Kendrick's Parents. Photo by Russ Bynum via AP

On January 11, 2013, a Black teenager, Kendrick Johnson, was found dead and rolled up inside a wrestling mat by his classmates at Lowndes High School in Valdosta, Georgia. His case has received renewed attention on social media recently after the charges against the suspects involved were dismissed last week.

Officials ruled Johnson’s death an accident, but Johnson’s parents, Kenneth and Jacquelyn, suspected foul play and filed a $100 million dollar civil lawsuit in 2015, which they later voluntarily dismissed. 

They alleged that Kendrick Johnson was encouraged to go to his High School’s old gym by a female student who was left unnamed. Upon his arrival, they believed that two brothers, Brian and Brandon Bell, assaulted Johnson at the command of their father, former FBI agent Richard Bell. They also believed that the assault caused a fatal injury that resulted in Johnson’s death. 

The plaintiffs, Kenneth and Jacquelyn Johnson, claimed that the defendants— Brian, Brandon, and Richard Bell, Chris Prine, Wesley Taylor, The Lowndes County School District, Stryde Jones, Stephen Wesley Owens, Rodney Bryan, Lowndes County, and Dr. Maryanne Gaffney-Kraft—conspired to “cover up the circumstances surrounding Johnson’s death.” They also alleged that the defendants interfered with their access to “both state and federal courts.”

The case was dismissed, and no extension of time to serve was granted.

The eldest Bell brother claimed that he was out of town, while the youngest insisted that he was in another part of the school at the time of the incident. 

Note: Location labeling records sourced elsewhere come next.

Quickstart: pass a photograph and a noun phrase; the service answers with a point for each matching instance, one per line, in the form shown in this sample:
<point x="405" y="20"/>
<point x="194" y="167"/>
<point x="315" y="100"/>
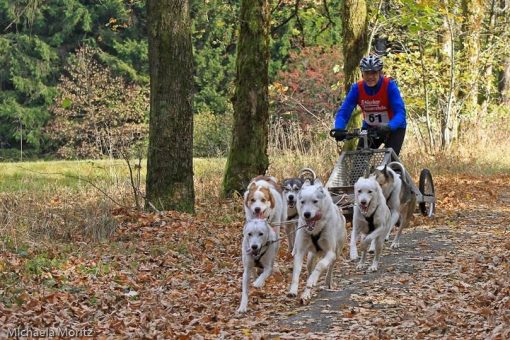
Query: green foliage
<point x="27" y="66"/>
<point x="36" y="38"/>
<point x="214" y="25"/>
<point x="211" y="135"/>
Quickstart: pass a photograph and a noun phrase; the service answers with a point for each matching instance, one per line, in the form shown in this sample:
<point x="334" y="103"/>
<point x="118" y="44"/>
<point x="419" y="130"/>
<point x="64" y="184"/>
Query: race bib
<point x="377" y="118"/>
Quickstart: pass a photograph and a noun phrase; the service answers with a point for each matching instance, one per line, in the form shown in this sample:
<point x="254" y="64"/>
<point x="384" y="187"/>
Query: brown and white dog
<point x="291" y="188"/>
<point x="263" y="200"/>
<point x="399" y="196"/>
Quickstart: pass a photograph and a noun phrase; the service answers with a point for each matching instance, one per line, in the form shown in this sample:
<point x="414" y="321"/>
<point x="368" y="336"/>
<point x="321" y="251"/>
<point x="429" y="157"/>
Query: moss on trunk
<point x="248" y="154"/>
<point x="170" y="156"/>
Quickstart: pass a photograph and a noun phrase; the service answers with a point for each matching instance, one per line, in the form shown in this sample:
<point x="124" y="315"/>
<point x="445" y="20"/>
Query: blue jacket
<point x="351" y="100"/>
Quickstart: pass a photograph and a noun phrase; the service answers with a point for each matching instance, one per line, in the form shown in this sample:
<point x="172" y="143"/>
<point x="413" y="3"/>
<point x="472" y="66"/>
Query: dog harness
<point x="291" y="217"/>
<point x="257" y="259"/>
<point x="258" y="264"/>
<point x="370" y="221"/>
<point x="315" y="240"/>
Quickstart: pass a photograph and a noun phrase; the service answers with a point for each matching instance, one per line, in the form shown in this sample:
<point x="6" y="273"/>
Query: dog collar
<point x="315" y="240"/>
<point x="370" y="221"/>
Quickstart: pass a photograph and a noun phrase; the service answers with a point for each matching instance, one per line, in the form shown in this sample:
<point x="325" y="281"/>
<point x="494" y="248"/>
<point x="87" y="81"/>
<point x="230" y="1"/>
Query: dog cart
<point x="360" y="163"/>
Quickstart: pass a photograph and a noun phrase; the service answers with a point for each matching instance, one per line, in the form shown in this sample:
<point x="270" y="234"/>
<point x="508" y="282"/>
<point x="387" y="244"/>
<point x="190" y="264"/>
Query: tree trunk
<point x="354" y="23"/>
<point x="449" y="116"/>
<point x="170" y="155"/>
<point x="248" y="153"/>
<point x="505" y="82"/>
<point x="473" y="20"/>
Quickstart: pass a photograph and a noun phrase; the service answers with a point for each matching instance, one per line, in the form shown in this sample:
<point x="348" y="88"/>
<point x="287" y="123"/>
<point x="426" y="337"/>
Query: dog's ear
<point x="320" y="192"/>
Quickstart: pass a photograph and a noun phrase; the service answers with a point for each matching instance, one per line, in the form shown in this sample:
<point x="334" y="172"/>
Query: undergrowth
<point x="77" y="200"/>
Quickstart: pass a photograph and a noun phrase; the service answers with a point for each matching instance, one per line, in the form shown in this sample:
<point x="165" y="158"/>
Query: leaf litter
<point x="174" y="275"/>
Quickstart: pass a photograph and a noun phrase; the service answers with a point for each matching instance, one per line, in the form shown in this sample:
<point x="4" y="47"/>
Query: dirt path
<point x="448" y="279"/>
<point x="417" y="246"/>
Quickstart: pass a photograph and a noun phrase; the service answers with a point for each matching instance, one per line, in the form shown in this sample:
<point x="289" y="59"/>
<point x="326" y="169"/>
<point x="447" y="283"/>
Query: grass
<point x="74" y="200"/>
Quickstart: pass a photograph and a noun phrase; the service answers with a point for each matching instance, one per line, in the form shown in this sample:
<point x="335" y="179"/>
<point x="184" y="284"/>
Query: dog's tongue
<point x="310" y="225"/>
<point x="364" y="208"/>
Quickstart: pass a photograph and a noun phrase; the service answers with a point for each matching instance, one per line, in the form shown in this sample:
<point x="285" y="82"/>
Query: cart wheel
<point x="426" y="187"/>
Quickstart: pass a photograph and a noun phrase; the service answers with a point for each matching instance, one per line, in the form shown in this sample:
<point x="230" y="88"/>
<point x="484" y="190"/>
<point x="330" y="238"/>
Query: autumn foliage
<point x="96" y="114"/>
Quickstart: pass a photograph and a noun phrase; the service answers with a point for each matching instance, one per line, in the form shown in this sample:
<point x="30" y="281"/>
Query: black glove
<point x="338" y="134"/>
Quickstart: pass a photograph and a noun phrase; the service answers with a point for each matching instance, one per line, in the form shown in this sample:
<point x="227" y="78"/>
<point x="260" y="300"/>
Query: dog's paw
<point x="259" y="283"/>
<point x="353" y="256"/>
<point x="373" y="267"/>
<point x="371" y="250"/>
<point x="292" y="291"/>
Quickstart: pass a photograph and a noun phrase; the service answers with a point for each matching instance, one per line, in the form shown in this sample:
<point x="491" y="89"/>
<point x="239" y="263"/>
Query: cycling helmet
<point x="370" y="63"/>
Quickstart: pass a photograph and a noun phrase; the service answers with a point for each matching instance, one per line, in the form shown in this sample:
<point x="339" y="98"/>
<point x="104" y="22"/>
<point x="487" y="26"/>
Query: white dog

The Lowndes County Sheriff’s office explained that on January 10, Johnson entered the wrestling mat to retrieve a lost shoe and got stuck. This claim was originally confirmed by the state medical examiner Maryanne Gaffney-Kraft, who concluded that the cause of death was “positional asphyxia.”

Unsatisfied with that account, Johnson’s parents had his body exhumed and examined by forensic pathologist Dr. William Anderson in June of 2013. Dr. Anderson concluded that Johnson’s death was a homicide due to evidence of “unexplained, apparent non-accidental blunt force trauma” to Johnson’s neck. 

A federal investigation was launched on October 31, 2013, but was later closed due to insufficient evidence.

Similar to Johnson’s parents, many believe the case was homicide and are seeking justice for the teenager. A petition was created at the start of this year that has since accumulated over 1.5 million signatures, which sparked the reopening of the case. 

Many believe that there is a satisfactory amount of evidence to charge the Bell brothers with the murder of Kendrick Johnson. The Bell brothers have since admitted to their roles in the murder of Johnson, and a formal report was voluntarily given by Ryan Anthony Domek-Hernandez in 2017. However, the brothers still maintain their innocence in official settings and have faced little to no repercussions for their alleged involvement.